3.2.2 Bijbehorende bouwwerken
-
a. minimaal 1 meter achter de voorgevellijn van de woning wordt gebouwd;
-
b. per woning maximaal twee vrijstaande bijgebouwen mogen worden gebouwd;
-
c. de oppervlakte aan bebouwing niet meer bedraagt dan 50% van de oppervlakte van de bebouwbare gronden buiten het bouwvlak, waarbij de bebouwing ter plaatse van de aanduiding 'specifieke bouwaanduiding - bijgebouw' niet meegerekend wordt in het oppervlakte;
-
d. aan- en uitbouwen aan de zijgevel van een woning niet breder mogen zijn dan 3 meter;
-
e. grenzend aan de openbare weg de minimale afstand tot de zijdelingse perceelsgrens 1 meter bedraagt;
-
f. de goothoogte van aan- en uitbouwen niet meer mag bedragen dan de hoogte van de eerste bouwlaag van de woning, met een maximum van 4 meter;
-
g. de goothoogte van vrijstaande bijgebouwen en vrijstaande overkappingen niet meer mag bedragen dan 3 meter, behoudens indien buiten een bouwvlak een afwijkende goot- en bouwhoogte wordt aangeduid;
-
h. de bouwhoogte van aan- en uitbouwen, bijgebouwen en overkappingen niet meer mag bedragen dan 75% van de bouwhoogte van het hoofdgebouw, met een maximum van 6 meter, behoudens indien buiten een bouwvlak een afwijkende goot- en bouwhoogte wordt aangeduid;
-
i. aan- en uitbouwen aan de achterzijde van de woning plat mogen worden afgedekt of een van de woning afgeleide kapvorm, -helling en nokrichting dienen te hebben, waarbij de goothoogte niet hoger mag zijn dan de eerste volledige bouwlaag boven peil en de bouwhoogte niet hoger mag zijn dan 4 meter en de lengte van de uitbouw maximaal 3 meter mag zijn.
3.2.3 Bouwwerken, geen gebouwen zijnde
De bouwhoogte van bouwwerken, geen gebouwen zijnde, anders dan overkappingen, mag niet meer bedragen dan:
-
a. 10 meter voor palen en (vlaggen-)masten;
-
b. 2 meter voor erf- en terreinafscheidingen gesitueerd achter de naar de openbare weg gekeerde gevellijn van het hoofdgebouw;
-
c. 1 meter voor overige erf- en terreinafscheidingen;
-
d. 2 meter voor overige bouwwerken, geen gebouwen zijnde.

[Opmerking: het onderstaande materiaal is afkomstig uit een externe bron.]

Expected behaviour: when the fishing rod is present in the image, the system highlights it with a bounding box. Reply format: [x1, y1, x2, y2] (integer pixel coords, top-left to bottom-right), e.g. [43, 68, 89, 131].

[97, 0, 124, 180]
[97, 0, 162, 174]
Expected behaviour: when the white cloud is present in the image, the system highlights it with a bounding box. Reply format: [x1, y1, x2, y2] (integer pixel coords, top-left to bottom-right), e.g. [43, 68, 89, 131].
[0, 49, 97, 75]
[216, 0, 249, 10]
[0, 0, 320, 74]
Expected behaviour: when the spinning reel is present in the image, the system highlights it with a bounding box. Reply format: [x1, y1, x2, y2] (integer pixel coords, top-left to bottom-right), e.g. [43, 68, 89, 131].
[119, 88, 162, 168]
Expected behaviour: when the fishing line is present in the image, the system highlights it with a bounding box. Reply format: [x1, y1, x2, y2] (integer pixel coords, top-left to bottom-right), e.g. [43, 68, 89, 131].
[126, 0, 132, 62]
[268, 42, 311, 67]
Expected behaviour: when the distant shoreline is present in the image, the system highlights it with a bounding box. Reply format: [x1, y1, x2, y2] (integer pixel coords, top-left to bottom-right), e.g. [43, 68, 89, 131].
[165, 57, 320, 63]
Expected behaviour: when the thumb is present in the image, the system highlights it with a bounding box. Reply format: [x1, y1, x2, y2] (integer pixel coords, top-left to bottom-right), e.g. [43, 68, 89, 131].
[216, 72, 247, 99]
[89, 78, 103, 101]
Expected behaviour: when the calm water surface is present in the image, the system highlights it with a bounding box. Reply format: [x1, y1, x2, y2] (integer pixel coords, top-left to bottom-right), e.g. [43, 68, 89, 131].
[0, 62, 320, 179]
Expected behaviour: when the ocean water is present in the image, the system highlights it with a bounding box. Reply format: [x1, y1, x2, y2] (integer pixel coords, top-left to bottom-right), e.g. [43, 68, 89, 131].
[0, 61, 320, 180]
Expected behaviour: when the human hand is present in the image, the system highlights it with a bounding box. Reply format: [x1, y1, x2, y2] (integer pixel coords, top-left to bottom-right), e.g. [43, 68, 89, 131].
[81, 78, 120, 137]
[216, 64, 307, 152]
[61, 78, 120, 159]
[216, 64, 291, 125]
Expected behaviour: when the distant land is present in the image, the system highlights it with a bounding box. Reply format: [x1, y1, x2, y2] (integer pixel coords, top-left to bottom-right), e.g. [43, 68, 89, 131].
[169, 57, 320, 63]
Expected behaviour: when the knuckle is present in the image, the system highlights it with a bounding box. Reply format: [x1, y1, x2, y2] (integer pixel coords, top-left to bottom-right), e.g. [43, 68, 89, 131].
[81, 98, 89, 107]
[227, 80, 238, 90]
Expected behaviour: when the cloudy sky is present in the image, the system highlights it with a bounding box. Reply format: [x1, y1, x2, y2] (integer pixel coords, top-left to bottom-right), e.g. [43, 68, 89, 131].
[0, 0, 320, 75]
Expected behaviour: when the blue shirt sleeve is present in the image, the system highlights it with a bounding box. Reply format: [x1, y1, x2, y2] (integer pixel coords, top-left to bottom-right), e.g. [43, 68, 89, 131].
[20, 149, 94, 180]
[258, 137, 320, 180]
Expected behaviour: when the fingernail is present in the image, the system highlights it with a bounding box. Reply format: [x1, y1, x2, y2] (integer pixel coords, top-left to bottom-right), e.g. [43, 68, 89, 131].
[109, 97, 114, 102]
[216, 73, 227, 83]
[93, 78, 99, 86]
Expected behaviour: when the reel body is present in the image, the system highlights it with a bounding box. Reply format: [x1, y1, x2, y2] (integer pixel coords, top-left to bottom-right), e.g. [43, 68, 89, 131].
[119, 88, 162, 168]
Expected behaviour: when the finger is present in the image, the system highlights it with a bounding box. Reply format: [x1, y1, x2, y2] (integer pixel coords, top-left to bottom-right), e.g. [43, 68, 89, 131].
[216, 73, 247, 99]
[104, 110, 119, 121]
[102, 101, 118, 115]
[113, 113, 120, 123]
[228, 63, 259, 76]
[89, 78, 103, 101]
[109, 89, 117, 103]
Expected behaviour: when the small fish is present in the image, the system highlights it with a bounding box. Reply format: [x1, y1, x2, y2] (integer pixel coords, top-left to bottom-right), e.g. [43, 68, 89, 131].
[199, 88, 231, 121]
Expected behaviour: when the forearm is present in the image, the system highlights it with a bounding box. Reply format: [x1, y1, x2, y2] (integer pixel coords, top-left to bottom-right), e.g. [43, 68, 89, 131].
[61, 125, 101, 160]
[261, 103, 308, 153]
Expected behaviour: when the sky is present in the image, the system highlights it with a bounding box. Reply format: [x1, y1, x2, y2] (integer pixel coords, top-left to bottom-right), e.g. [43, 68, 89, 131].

3.3 Afwijken van de bouwregels
Het bevoegd gezag kan bij een omgevingsvergunning afwijken van het bepaalde in artikel 3.2.3 sub c, voor het bouwen van een erf- en/of terreinafscheiding tot een hoogte van maximaal 2 meter, gesitueerd voor de naar de openbare weg gekeerde zijgevellijn van het hoofdgebouw; op voorwaarde, dat geen onevenredige aantasting plaatsvindt van:
-
a. de kwaliteit van de openbare ruimte, zoals een samenhangend straat- en bebouwingsbeeld;
-
b. de verkeersveiligheid;
-
c. de sociale veiligheid;
-
d. het aantal parkeervoorzieningen;
-
e. de functionele en ruimtelijke structuur, zoals aansluiting op (structurele) groenelementen en waterelementen;
-
f. de bebouwingsmogelijkheden, gebruiksmogelijkheden en/of bezonning van de aangrenzende gronden en bouwwerken;
-
g. het milieu.
waarbij geldt dat de maximale hoogte van erf- en/of terreinafscheidingen voor de voorgevelrooilijn, en de maximale hoogte van erf- en/of terreinafscheidingen tot 1 meter achter de voorgevelrooilijn maximaal 1 meter mag bedragen.